Yes. MySQL databases. We dump the databases to text files, and then rsync both those and the db directory as part of the rsync process. We've done recoveries using both the dumps and the binary files.

What is your retention policy? I see that you were hoping for 13 months, but was that based off an SLA?

We're aiming for 13 months. It looks like we'll have to move to larger harddrives before the first year is out, though. Using 500 GB drives, we only have 2 TB of disk space left. 1 TB drives are coming down in price, though, and the issues with them appear to be solved.

When you do hit the ~500 day mark I'm guessing will you be removing snapshots, starting with the oldest, to free up space. Have you considered keeping one snapshot for each week or month, that way you can still have access to data that was backed up more than 500 days prior and still have space for future back ups? The storage pool will still eventually fill up doing this, I'm sure, but it would be interesting to see how long it could last.

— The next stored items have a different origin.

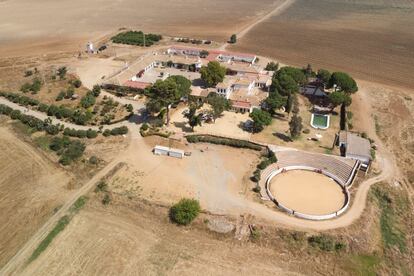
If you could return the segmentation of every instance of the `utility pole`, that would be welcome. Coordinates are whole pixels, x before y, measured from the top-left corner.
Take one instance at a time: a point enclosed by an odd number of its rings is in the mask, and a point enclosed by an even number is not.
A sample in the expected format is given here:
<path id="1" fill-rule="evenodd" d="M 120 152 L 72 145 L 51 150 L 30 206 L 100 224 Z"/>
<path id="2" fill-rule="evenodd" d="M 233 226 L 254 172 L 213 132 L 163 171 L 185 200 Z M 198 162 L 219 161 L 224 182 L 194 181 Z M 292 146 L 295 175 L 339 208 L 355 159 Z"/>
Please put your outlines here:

Yes, that is one possibility we are looking at. Keeping the backups from the 7th, 14th, 21st, and 28th of each month, starting on the 14th month. And then keeping those for an extra year.

Did you consider using the larger Chenbro chassis (50 bay) instead?

We didn't know about the 50-bay cases until after we had things installed and working.

We re-purposed servers for this. The 5U mega-servers were originally purchased to act as Xen/KVM/VMWare hosts. Then we realised that CPU and RAM are more important for VM hosts than disk space. So these became the backup servers. And the other 5U servers will become storage servers for the VM hosts (which will probably be net-booted 1U or 2U systems with gobs of CPU and RAM).

And just to satiate the geek in me, do you have any pictures of the servers?

Not currently, no.
 
No. We use 12 Seagate drives, and 12 Western Digital drives. Bought in four batches of 6 drives each, to try an minimise the "all from the same manufacturing batch" issue (would really suck if they all died at the same time). A pair of the drives have been replaced already with newer WD drives.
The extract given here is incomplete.